## Sunday, June 9, 2013

### SVM Probabilities

In a previous post, I described the basics of support vector machines (SVMs) in the context of binary classification problems. The original formulation of SVMs allows only for pure classification, i.e. for a test instance we return only $+1$ or $-1$, rather than a probabilistic output. This is fine if your loss function is symmetric so false positives and false negatives are equally undesirable, but that is often not the case and you may be willing to trade one for the other. Having probabilistic outputs allows you to choose what point along the receiver operating characteristic (ROC curve) you want to be, which is an important part in practical applications of machine learning. Fortunately, people have found ways of adapting the output of SVMs to produce reliable probability estimates; the one I will be discussing is known as Platt's method, developed by John Platt at Microsoft Research.

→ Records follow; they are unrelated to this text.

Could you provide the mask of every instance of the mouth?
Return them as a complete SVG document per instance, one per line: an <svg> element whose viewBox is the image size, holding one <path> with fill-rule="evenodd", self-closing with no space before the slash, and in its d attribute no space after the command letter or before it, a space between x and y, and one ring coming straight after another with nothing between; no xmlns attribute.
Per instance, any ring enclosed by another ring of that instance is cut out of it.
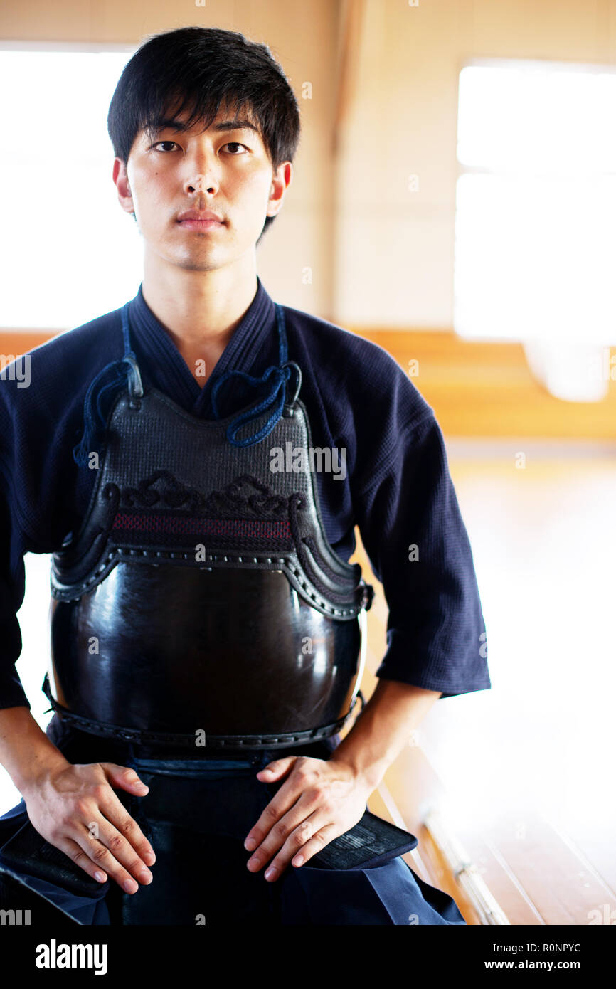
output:
<svg viewBox="0 0 616 989"><path fill-rule="evenodd" d="M224 226L224 224L220 220L178 220L178 226L184 226L188 230L214 230Z"/></svg>

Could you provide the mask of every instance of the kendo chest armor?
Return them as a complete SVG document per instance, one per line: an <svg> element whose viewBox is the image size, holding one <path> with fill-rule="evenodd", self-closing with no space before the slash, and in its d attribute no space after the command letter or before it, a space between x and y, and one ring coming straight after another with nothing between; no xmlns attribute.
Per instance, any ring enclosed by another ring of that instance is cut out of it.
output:
<svg viewBox="0 0 616 989"><path fill-rule="evenodd" d="M276 315L281 361L261 380L278 374L278 413L257 403L206 420L143 392L124 307L129 387L85 520L51 561L54 690L47 677L44 689L69 724L258 749L326 738L348 718L373 588L325 536L302 374L278 304ZM233 441L248 419L255 435ZM294 469L286 456L272 471L274 449L292 450Z"/></svg>

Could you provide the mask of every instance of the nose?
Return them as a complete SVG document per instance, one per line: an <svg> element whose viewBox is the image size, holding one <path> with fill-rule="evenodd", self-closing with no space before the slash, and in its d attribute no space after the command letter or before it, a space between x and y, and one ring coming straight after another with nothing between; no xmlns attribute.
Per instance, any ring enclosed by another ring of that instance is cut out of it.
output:
<svg viewBox="0 0 616 989"><path fill-rule="evenodd" d="M188 195L207 193L214 196L218 192L219 184L218 161L215 154L210 154L201 148L194 154L186 156L185 193Z"/></svg>

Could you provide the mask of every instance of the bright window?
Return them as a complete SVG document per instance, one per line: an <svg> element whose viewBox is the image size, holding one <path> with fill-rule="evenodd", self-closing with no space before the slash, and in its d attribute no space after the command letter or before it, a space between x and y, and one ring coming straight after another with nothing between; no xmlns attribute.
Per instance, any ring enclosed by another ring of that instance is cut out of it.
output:
<svg viewBox="0 0 616 989"><path fill-rule="evenodd" d="M0 49L0 326L69 329L141 281L141 240L118 203L107 113L133 49Z"/></svg>
<svg viewBox="0 0 616 989"><path fill-rule="evenodd" d="M615 112L610 67L460 73L454 327L524 342L555 394L582 401L616 343Z"/></svg>

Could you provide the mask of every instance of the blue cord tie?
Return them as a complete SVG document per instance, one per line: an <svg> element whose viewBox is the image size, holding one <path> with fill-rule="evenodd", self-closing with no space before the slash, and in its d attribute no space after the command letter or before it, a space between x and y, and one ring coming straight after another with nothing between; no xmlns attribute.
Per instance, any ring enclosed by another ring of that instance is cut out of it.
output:
<svg viewBox="0 0 616 989"><path fill-rule="evenodd" d="M141 378L139 375L138 365L136 363L136 357L134 352L131 348L131 336L129 330L129 303L126 303L122 308L122 331L125 343L125 356L121 360L111 361L107 364L90 383L88 391L86 392L84 400L84 425L83 425L83 435L79 443L73 447L73 460L80 467L86 467L88 464L88 457L92 452L92 445L94 443L95 437L99 431L104 430L107 424L105 418L105 411L102 408L102 399L110 392L115 391L120 385L124 384L126 381L132 381L132 389L131 395L141 396L143 390L141 387ZM287 360L287 335L285 332L285 315L283 313L282 306L278 303L274 304L276 307L276 322L278 327L278 353L279 353L279 364L278 366L272 364L266 371L263 372L260 378L255 378L253 375L246 374L244 371L225 371L218 381L215 382L212 388L212 410L214 412L215 418L219 419L220 411L217 403L217 394L221 385L226 381L229 381L233 375L237 375L243 381L247 382L249 385L254 387L259 387L260 385L270 384L270 389L268 394L260 401L257 402L250 408L245 409L240 412L235 418L228 424L225 435L226 439L232 446L245 447L252 446L254 443L258 443L267 436L279 418L282 415L283 405L285 404L286 397L286 385L291 377L292 369L294 369L298 376L298 383L296 386L295 396L292 402L298 397L300 388L302 385L302 371L295 361ZM96 396L96 406L94 406L94 393L99 386L99 383L105 378L110 370L114 369L115 374L111 381L107 382L97 393ZM240 429L246 422L252 422L258 419L262 412L267 408L274 405L275 408L272 414L268 418L267 422L255 433L250 436L246 436L244 439L235 439L235 434L237 430Z"/></svg>

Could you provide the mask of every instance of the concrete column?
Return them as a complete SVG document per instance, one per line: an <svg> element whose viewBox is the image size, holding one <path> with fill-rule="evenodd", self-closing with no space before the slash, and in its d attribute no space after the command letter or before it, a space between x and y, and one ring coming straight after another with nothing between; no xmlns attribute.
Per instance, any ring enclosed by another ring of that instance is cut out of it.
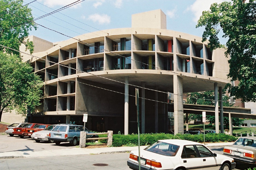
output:
<svg viewBox="0 0 256 170"><path fill-rule="evenodd" d="M70 115L67 114L66 115L66 123L69 124L70 123Z"/></svg>
<svg viewBox="0 0 256 170"><path fill-rule="evenodd" d="M71 75L71 63L68 63L68 75Z"/></svg>
<svg viewBox="0 0 256 170"><path fill-rule="evenodd" d="M67 97L67 110L70 110L70 96Z"/></svg>
<svg viewBox="0 0 256 170"><path fill-rule="evenodd" d="M223 102L222 101L222 87L219 87L219 98L220 99L220 115L221 120L221 133L224 133L224 124L223 123Z"/></svg>
<svg viewBox="0 0 256 170"><path fill-rule="evenodd" d="M129 130L129 83L128 77L125 78L125 135L128 134Z"/></svg>
<svg viewBox="0 0 256 170"><path fill-rule="evenodd" d="M145 82L142 83L141 89L141 133L145 133Z"/></svg>
<svg viewBox="0 0 256 170"><path fill-rule="evenodd" d="M183 133L183 82L182 78L176 75L173 76L174 95L174 134Z"/></svg>
<svg viewBox="0 0 256 170"><path fill-rule="evenodd" d="M71 82L69 81L67 82L67 93L69 94L71 93Z"/></svg>
<svg viewBox="0 0 256 170"><path fill-rule="evenodd" d="M70 48L68 53L68 58L71 59L72 57L72 48Z"/></svg>
<svg viewBox="0 0 256 170"><path fill-rule="evenodd" d="M215 107L215 130L216 133L219 133L218 103L218 84L214 83L214 106Z"/></svg>
<svg viewBox="0 0 256 170"><path fill-rule="evenodd" d="M189 131L189 114L186 113L186 130Z"/></svg>
<svg viewBox="0 0 256 170"><path fill-rule="evenodd" d="M157 87L156 87L155 90L157 91ZM155 133L158 132L158 94L157 91L155 91Z"/></svg>
<svg viewBox="0 0 256 170"><path fill-rule="evenodd" d="M232 122L232 117L231 117L231 113L228 113L228 119L230 125L230 136L232 136L233 134L233 123Z"/></svg>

Recall that the output of SVM training is a predictor $\textbf{w} \in \mathbb{R}^n$ where classification is done by computing $h(\textbf{x}) = \text{sign}(\langle \textbf{w}, \textbf{x} \rangle)$ for some instance $\textbf{x}$. In that sense, the quantity $f(\textbf{x}) = \langle \textbf{w}, \textbf{x} \rangle$ is already some sort of continuous spectrum between the two classes (like a probability would be). Platt's method is simply a post-processing step after SVM training which fits a function to map the value of $f$ to probabilities. So the questions that remain are what kind of function should be fit and how should the fit be done? Platt observed that the class-conditional probability densities, i.e. $p(f | y = \pm 1)$, between the SVM margins appear to be exponential (see Figure 1 in the linked paper for a nice graph of this), which after applying Bayes' rule leads to fitting a parametrized sigmoid function of the form

$$P(y = 1 | f) = \frac{1}{1 + \exp(Af + B)}$$
The parameters $A$ and $B$ can then be trained using a number of optimization algorithms with either a hold-out set or cross-validation to maximize likelihood (or, as typically done, log-likelihood).

There are additional details such as regularization, choice of algorithm for fitting, and numerical stability, but at a high level producing probability estimates from SVM output is just mapping the value of $f$ to a probability. This is convenient because it means the actual SVM implementation can remain untouched, requiring only an additional step at the end. Moreover, this functionality is provided in the libsvm library, which makes it easily accessible. In particular, I was able to leverage it to apply SVM training to the Kaggle contest I mentioned last time, which uses the AUC metric for scoring and thus requires ranking rather than simple binary classification.